Introduction Autologous Haemopoetic Stem Cell Transplantation (AHSCT) has been used worldwide for aggressive multiple sclerosis (MS). We describe our current experience using this procedure and our plans to develop this service.

Methods Retrospective audit of AHSCT for MS from 2009–13. Patients were selected based on persistent clinical relapses, progressive neurological disability or MRI lesion activity despite use of disease-modifying treatments (DMTs).

Results As of January 2013, 7 subjects (3 female) had received AHSCT. Mean age at diagnosis was 26.6 years (range 18–47) and disease length at transplant was 9.6 years (range 2–19). Subjects received on average 2.1 DMTs (range 1–5) prior to AHSCT. The procedure was well tolerated; complications included infection (3) and diarrhoea (1) during the transplant. After the procedure 3 subjects had infections.
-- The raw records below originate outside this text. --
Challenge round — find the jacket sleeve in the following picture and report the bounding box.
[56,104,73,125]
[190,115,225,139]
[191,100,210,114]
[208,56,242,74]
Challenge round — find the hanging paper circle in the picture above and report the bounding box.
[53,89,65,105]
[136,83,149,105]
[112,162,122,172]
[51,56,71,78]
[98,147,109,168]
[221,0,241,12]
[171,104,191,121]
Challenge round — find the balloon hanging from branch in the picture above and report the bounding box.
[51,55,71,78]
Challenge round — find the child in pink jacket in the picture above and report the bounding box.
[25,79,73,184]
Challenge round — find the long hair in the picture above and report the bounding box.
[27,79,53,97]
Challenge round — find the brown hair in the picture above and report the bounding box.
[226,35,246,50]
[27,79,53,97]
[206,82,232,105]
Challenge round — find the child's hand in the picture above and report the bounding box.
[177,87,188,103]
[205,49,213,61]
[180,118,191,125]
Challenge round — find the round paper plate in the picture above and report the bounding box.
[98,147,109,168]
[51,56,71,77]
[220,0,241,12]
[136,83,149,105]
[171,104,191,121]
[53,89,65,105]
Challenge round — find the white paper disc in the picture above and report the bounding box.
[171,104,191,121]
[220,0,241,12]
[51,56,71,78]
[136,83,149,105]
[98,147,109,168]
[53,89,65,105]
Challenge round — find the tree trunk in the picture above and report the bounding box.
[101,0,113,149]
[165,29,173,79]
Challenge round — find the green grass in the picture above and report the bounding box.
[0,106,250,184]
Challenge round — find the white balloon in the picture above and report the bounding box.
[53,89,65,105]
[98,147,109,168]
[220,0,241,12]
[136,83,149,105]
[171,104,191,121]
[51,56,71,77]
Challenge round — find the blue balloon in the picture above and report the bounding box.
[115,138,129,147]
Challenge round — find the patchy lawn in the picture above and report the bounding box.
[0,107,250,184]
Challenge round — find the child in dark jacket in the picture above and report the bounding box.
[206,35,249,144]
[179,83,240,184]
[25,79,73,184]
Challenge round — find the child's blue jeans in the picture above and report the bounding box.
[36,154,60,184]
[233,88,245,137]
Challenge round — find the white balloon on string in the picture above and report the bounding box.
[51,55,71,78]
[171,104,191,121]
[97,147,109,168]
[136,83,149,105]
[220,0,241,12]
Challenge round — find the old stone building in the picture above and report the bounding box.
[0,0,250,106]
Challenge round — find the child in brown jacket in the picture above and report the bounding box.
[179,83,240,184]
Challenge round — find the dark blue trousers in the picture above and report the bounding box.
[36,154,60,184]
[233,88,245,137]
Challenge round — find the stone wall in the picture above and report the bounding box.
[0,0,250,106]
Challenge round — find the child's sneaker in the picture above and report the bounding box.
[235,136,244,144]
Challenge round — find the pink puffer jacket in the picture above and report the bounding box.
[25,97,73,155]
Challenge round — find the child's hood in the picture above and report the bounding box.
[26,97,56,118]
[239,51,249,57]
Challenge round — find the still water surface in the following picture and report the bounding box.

Follow-up was for a mean of 16 months (range 5–37) in 6 subjects. Clinically 3 were better and 3 were stable. The EDSS was improved in 4, stable in 1 and worse in 1.

Conclusion AHSCT in this small cohort complications were tolerable and aggressive MS appeared to be stabilised. We have developed guidelines based on this experience and international consensus criteria from EBMT and CIBMTR for future of AHSCT at our centres.